Cependant, comme Mme Pouliot avertit : « il reste à voir comment ce sera appliqué ». Le scepticisme de M. Lampron refait alors surface. Il attend avec vigilance de voir comment le gouvernement voudra concrétiser ces recommandations. M. Provost s’inquiète également de la possibilité d’amendements faits à cette loi après son adoption, qui pourraient conduire à son instrumentalisation politique. 

Média

Bien que plusieurs médias aient mis l’accent sur la non-reconnaissance des salles de classe comme des « espaces sécuritaires » et sur le contexte qui a conduit à cette commission, les recommandations couvrent beaucoup plus large comme nous l’avons vu.

Sans nier les tensions que créent ces mouvements politiques, « je n’ose même plus utiliser l’étiquette tellement c’est galvaudé » confie monsieur Lampron, « mais le courant plus « woke » ne m’effraie pas tellement ». Ce qui le préoccupe davantage c’est la réaction des institutions face à ces crises. Par exemple dans l’affaire Lieutenant-Duval, ce n’est pas la polémique qui l’inquiète, mais bien la manière dont la situation a été gérée par l’université. Il rappelle aussi que les universités ont toujours été sujettes à des mouvements contestataires, d’un courant de pensée ou un autre. 

  1. Provost va, pour sa part plus loin, en affirmant que toute cette attention portée à ce courant est une distraction qui nous détourne d’enjeux plus fondamentaux.

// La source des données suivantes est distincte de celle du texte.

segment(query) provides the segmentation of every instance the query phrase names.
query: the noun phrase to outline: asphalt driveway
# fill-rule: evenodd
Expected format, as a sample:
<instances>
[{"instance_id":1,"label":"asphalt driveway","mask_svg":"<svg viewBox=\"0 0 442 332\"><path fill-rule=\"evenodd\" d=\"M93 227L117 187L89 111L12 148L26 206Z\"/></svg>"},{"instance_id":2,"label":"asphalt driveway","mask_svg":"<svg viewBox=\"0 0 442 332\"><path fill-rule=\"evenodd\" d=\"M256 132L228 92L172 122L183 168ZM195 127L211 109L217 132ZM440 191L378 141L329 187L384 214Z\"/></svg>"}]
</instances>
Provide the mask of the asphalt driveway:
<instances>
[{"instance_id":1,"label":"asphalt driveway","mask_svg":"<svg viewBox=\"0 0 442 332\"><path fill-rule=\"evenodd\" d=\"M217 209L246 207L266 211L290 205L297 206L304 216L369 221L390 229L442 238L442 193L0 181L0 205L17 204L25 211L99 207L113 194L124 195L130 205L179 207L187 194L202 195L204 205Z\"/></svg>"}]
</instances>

Il dénonce également l’hostilité de la scène médiatique face à certaines prises de position. Rappelons également l’affaire Weinstock qui avait vu le professeur d’éthique être retiré du forum sur la réforme de cours d’éthique et culture à la suite d’une chronique trompeuse de Richard Martineau impliquant des citations tronquées. L’expression publique des experts se retrouve par moment limitée, par crainte de la réaction médiatique.

En résumé, la liberté universitaire, ce n’est pas quelque chose de facile ou de simple. On cherche à s’affranchir de l’influence des intérêts privés sans nécessairement interdire des partenariats profitables. On veut une aide du gouvernement sans être contrôlé. Les mouvements contestataires prennent une place démesurée dans le débat public et masquent des enjeux plus importants. Comment parvenir à un équilibre acceptable entre toutes ces variables ? Difficile à dire, mais bien que la commission Cloutier semble trouver un début de réponse, il faut encore que ces recommandations soient respectées.

Monsieur Lampron indique que depuis 2012, tout le monde semble avoir mis de côté tout financement supplémentaire par le public et il faut rappeler que des universités mieux financées ne passent pas nécessairement par une hausse des frais. M. Provost suggère plutôt de se tourner vers les ultra-riches et les entreprises qui, pour peu de payer leur part d’impôt, pourraient financer nos institutions d’enseignement.